Um dos integrantes do grupo da PM é  o gerente comercial de um posto de combustível, Valdinei Jesus Martinelli, de 38 anos. Ele aprova a iniciativa e a considera "louvável", por se tratar de uma ferramenta rápida e de fácil acesso.

“Com a utilização desse grupo será mais fácil manter a PM informada de possíveis suspeitos, e até mesmo deixar outros comerciantes atentos sobre suspeitos de crimes em comércios”, elogiou Valdinei.

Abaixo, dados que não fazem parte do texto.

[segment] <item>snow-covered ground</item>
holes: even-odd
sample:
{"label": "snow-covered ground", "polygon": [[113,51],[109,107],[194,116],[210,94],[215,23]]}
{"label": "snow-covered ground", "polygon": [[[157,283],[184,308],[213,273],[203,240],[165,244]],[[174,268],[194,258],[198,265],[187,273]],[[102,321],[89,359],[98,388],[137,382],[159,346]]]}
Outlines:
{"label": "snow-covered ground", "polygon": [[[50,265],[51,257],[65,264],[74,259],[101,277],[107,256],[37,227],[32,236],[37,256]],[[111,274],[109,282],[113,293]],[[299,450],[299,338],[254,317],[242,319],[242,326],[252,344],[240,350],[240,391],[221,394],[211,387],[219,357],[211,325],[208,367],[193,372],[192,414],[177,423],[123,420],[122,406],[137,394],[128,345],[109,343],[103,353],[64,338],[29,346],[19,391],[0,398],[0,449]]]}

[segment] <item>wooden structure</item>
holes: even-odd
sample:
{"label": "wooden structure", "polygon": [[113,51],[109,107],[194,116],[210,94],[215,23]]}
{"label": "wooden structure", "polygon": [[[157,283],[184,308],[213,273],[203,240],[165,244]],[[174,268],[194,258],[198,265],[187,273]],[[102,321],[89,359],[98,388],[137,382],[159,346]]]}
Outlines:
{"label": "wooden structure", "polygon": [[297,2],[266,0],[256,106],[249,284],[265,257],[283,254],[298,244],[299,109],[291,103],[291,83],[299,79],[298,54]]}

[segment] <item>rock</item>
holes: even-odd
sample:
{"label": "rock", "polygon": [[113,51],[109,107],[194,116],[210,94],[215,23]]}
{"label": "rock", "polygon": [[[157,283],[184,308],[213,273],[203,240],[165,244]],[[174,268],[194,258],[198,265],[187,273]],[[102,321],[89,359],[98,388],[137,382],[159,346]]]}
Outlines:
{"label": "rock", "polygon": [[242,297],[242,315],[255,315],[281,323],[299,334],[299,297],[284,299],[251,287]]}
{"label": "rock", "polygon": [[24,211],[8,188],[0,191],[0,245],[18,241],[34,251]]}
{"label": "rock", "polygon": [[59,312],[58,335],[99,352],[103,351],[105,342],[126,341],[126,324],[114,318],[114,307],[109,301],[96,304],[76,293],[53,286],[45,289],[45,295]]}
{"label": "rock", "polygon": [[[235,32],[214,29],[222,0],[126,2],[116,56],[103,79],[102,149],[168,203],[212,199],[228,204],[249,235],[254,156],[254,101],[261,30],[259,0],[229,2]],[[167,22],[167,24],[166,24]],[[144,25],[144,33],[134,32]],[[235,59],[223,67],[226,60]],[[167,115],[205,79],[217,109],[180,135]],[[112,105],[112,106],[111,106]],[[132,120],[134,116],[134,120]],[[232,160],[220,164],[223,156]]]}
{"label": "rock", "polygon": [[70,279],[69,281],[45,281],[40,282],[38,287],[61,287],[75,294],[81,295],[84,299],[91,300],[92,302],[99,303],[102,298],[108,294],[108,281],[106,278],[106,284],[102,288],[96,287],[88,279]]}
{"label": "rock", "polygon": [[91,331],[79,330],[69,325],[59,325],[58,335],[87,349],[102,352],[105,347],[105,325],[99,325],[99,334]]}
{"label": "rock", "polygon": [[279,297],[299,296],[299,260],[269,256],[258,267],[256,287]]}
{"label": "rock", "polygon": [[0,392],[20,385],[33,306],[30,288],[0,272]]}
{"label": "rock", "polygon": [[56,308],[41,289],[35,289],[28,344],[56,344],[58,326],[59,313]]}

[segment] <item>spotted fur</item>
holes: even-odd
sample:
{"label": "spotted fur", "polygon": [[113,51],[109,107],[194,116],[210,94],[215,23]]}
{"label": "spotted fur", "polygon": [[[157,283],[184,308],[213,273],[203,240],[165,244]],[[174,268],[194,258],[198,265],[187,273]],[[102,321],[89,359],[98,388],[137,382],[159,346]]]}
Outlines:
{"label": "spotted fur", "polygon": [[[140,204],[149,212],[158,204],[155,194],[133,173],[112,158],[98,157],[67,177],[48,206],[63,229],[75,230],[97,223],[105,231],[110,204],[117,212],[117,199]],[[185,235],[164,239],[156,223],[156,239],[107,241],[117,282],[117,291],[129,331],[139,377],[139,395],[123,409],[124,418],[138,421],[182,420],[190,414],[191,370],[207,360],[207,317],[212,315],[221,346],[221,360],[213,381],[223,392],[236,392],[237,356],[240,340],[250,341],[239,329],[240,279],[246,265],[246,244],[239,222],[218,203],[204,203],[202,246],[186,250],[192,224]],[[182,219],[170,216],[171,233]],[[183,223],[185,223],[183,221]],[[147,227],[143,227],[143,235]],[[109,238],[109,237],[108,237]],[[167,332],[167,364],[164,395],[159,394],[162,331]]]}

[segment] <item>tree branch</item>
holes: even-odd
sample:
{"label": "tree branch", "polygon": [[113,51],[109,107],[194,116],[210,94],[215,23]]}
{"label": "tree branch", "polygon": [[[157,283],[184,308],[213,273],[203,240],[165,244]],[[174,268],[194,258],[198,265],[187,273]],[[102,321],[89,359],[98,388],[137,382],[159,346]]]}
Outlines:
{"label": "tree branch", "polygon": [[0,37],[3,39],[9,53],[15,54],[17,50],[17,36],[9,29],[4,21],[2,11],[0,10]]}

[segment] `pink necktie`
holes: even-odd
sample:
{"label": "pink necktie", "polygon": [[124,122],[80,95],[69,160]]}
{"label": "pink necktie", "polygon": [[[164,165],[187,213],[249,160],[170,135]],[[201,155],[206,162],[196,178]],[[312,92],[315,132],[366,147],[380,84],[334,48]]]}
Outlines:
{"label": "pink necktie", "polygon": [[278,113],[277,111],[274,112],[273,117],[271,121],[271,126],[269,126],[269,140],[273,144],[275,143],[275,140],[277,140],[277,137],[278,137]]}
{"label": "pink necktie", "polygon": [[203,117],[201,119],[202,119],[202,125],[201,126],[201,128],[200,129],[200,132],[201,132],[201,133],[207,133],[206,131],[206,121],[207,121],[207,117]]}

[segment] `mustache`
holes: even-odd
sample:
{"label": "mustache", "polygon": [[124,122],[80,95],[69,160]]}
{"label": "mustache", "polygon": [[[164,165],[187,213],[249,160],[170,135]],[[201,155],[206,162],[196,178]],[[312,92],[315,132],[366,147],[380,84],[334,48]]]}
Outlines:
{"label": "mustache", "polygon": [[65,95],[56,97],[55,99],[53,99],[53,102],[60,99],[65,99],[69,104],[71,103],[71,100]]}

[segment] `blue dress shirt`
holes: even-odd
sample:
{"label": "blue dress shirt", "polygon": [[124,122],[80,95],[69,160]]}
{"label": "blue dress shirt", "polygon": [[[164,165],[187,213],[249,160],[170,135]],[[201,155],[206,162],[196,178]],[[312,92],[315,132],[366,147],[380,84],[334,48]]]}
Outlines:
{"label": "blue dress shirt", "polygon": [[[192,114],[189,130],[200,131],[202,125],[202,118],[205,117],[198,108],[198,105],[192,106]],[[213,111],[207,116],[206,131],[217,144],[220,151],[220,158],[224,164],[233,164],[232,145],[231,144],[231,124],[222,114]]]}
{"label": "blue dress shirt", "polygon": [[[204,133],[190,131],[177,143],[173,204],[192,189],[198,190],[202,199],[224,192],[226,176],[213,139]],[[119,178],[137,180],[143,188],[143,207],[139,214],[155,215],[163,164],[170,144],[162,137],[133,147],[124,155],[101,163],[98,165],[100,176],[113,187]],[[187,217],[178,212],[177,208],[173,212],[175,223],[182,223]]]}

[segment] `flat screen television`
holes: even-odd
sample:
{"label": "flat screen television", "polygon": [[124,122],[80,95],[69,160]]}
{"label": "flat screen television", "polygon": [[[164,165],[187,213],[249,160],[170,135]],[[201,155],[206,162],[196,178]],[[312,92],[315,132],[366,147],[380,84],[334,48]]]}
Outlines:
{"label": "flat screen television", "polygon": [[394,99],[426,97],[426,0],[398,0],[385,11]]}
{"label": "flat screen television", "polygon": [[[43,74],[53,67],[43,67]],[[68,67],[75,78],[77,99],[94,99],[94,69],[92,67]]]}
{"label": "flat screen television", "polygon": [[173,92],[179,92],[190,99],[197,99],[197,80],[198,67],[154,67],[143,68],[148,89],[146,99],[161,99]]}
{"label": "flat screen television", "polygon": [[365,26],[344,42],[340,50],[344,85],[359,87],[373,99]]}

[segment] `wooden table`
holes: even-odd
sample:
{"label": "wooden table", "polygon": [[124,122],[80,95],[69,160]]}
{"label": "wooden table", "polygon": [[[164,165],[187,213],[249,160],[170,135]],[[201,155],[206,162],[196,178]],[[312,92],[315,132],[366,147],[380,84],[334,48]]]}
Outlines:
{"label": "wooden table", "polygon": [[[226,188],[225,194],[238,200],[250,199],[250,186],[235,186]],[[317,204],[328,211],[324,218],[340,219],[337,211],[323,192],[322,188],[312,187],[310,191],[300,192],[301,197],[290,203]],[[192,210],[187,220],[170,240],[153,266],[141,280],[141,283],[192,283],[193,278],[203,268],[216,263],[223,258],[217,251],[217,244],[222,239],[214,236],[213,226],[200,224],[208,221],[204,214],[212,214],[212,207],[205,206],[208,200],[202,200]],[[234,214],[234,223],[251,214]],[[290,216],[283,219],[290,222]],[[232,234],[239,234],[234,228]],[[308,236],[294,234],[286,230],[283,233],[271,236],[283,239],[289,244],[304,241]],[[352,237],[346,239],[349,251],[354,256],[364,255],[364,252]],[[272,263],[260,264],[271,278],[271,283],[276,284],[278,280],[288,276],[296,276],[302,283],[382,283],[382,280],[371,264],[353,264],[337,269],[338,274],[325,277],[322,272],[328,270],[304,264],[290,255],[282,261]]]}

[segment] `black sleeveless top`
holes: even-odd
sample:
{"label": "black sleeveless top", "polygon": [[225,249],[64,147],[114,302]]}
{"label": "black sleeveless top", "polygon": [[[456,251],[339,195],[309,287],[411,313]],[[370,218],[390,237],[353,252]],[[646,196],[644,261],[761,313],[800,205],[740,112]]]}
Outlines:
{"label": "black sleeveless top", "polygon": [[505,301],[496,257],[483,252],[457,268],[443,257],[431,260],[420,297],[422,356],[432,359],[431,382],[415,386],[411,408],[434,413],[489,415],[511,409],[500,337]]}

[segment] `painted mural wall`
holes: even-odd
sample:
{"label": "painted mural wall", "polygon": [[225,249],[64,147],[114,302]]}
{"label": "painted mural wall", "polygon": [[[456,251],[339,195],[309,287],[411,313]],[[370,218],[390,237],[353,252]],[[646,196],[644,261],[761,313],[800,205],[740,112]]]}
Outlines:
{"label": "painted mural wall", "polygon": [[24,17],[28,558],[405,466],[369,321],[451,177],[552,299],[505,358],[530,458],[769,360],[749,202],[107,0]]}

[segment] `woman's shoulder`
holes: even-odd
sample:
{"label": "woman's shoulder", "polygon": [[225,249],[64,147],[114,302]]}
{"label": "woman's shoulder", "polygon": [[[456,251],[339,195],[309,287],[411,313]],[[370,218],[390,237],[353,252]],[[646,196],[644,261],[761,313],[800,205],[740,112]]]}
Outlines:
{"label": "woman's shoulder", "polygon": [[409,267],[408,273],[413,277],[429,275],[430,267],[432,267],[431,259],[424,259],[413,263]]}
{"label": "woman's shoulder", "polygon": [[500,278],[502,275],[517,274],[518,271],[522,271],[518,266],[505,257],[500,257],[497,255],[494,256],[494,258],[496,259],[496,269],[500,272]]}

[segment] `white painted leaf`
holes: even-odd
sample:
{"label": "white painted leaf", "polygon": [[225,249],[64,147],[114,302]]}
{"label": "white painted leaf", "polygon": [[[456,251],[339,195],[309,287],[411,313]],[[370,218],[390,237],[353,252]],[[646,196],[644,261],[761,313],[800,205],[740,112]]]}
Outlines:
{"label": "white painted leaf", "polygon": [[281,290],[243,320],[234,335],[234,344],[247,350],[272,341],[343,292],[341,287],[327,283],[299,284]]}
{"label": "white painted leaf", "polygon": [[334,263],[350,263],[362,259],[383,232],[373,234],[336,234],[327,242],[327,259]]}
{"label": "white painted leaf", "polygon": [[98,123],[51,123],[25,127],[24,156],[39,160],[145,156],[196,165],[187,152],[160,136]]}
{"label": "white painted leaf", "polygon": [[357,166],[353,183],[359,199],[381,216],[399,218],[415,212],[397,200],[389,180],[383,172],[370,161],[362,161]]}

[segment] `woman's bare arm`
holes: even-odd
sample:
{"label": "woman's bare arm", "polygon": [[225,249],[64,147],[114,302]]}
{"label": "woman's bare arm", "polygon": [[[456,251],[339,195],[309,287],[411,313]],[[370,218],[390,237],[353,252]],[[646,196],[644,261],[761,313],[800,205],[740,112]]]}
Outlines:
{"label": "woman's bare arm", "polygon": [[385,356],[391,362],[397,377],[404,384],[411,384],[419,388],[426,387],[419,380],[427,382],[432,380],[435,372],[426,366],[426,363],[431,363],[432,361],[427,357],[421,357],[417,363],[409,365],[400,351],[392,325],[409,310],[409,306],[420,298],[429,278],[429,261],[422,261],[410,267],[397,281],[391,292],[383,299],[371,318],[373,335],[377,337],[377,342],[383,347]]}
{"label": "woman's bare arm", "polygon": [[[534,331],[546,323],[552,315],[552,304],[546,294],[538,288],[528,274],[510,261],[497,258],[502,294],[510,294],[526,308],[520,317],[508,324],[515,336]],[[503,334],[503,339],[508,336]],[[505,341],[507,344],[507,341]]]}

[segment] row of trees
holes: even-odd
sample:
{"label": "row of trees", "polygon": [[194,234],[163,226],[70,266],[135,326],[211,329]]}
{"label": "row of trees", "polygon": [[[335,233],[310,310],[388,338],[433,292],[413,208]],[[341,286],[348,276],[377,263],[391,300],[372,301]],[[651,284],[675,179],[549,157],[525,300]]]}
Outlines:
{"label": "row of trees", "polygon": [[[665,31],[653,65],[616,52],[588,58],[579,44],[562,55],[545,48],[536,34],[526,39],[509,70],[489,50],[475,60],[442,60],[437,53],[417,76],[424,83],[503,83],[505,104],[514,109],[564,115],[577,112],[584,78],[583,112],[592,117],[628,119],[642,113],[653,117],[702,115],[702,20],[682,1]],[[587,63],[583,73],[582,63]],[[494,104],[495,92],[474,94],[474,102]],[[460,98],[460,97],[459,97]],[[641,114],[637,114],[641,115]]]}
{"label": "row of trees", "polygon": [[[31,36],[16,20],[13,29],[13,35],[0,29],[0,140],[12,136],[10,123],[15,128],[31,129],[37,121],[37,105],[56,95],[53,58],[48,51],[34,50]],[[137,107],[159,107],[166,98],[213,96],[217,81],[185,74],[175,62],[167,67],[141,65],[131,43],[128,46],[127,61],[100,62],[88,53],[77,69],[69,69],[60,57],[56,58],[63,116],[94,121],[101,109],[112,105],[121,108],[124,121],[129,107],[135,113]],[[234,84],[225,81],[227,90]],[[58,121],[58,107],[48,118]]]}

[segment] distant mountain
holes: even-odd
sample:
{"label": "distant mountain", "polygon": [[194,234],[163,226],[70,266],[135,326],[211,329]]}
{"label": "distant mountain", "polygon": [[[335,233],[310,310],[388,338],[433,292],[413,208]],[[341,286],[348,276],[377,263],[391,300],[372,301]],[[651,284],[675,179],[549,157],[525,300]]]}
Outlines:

O tenente da PM Railinson Baumann Lopes, deixa claro que a ferramenta se trata de um canal informal da justiça com a comunidade, e explica que a polícia não será obrigada a comparecer ao local indicado no grupo, diante apenas das informações repassadas pelo aplicativo.

“O aplicativo não anula as denúncias pelo 190 e nem o registro do boletim de ocorrência. Na medida do possível e de acordo com a relevância da denúncia, nós iremos verificar a procedência, mas o aplicativo é uma ferramenta informal”, explicou Baumann.

Por se tratar de um projeto piloto, a PM decidiu iniciar a criação do grupo pelos comerciantes da área central de Cacoal, visando as festas de final de ano que aumentam a circulação de dinheiro e consequentemente chamam a atenção de bandidos.

“O projeto dando certo iremos ampliar os grupos para escolas, entre outras instituições. Caso não funcione o grupo será excluído”, disse. O grupo entrou em funcionamento nesta terça-feira (2). Para participar do grupo, os integrantes terão que respeitar algumas regras impostas pela própria PM, como manter as informações de forma sigilosa e não divulgar informações que não dizem respeito à segurança pública.